1250 GMT: Nuclear Watch. China's Xinhua news agency gives the soundbite from today's meeting between Chinese President Hu Jintao and President Ahmadinejad --- Hu said, "China hopes Iran can take a flexible and pragmatic approach, have serious talks with all the six related nations and enhance dialogue and cooperation with the IAEA to ensure tensions are eased."
That reinforces the line, put out by the Chinese Foreign Ministry all week, that Beijing does not want the Islamic Republic to walk away from the negotiating table and that China is opposed to an Iran with nuclear weapons.
1015 GMT: Nuclear Watch. We are still waiting for signals from today's talks in Vienna between Iranian officials and the International Atomic Energy Agency on a protocol for inspections of Tehran's nuclear facilities.
0712 GMT: Doomsayer of the Day. Hossein Shariatmadari, the editor of Kayhan is prepared to consign the nuclear talks to the dustbin: "The Vienna meeting [with the International Atomic Energy Agency] was a well, Moscow [with the 5+1 Powers] will be a pit."
Shariatmadari said that fulfilling the "demands" of IAEA head Yukiya Amano "will take 200 years".

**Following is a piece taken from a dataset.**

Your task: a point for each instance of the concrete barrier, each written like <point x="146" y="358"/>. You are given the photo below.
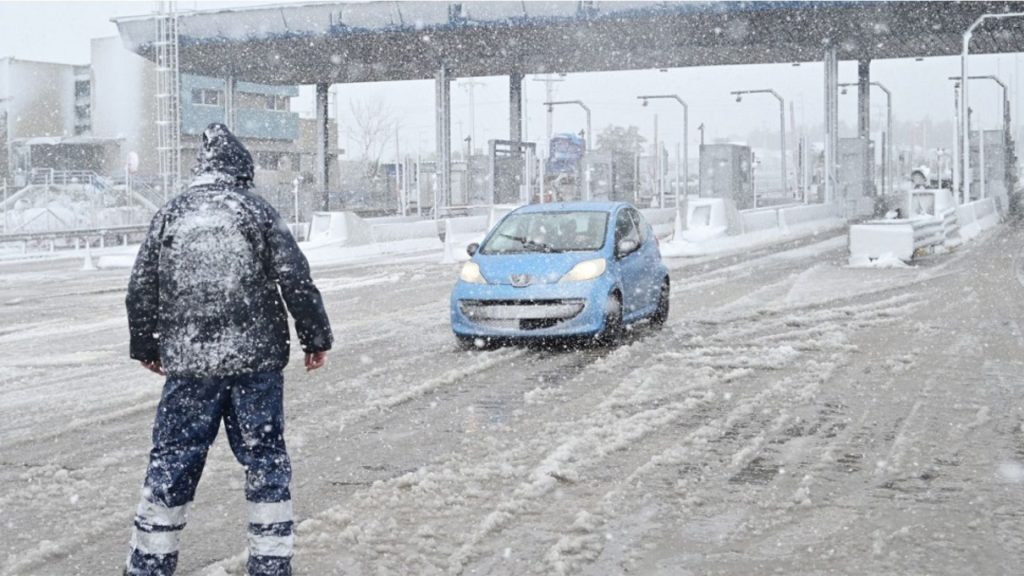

0510 GMT: Yesterday we began with the evaluation that the nuclear talks between Iran and the 5+1 Powers (US, UK, Germany, France, China, and Russia) were nearing breakdown and that the Islamic Republic's officials were preparing for the fallout, at home and abroad.
This morning there are some ritual signals from the West's negotiators that all is still fine for the formal meeting in Moscow on 18 -19 June, despite Iran's real or feigned frustration and anger at the refusal of preparatory talks --- the European Union's Helga Schmid said, ""We would feel very encouraged if Iran were ready ... to enter into these discussions" --- but that is not reflected in Tehran.
Instead, Speaker of Parliament Ali Larijani put out his call to get ready for the consequences. He said there must be unity in the Majlis, as "some want to create unrest among the people". Like other officials this week, including the Supreme Leader's representatives, he tried to ensure blame for the fallout was put on the US and its allies, as the "enemy has targeted the economy".
Former President Hashemi Rafsanjani was also putting down markers on Thursday, as "pressures on the Islamic Republic do not allow for a win-win situation". He made certain that he explained that the Expediency Council, which he chairs, "cannot solve all problems".
Press TV offers a bit of balance in its lead Iran story, "Russian Foreign Minister Sergei Lavrov has said that Iran is serious about engaging in a 'stable' process of negotiation to resolve the issues concerning its nuclear energy program."
For now, however, like most in the Islamic Republic's hierarchy, I am looking to a future beyond the suspension of the nuclear talks, whether that comes before, during, or after the formalities in Moscow. Only a significant signal from the "West" of a willingness to accept an Iranian right to uranium enrichment, with a promise to ease sanctions as a deal is discussed, will avoid that.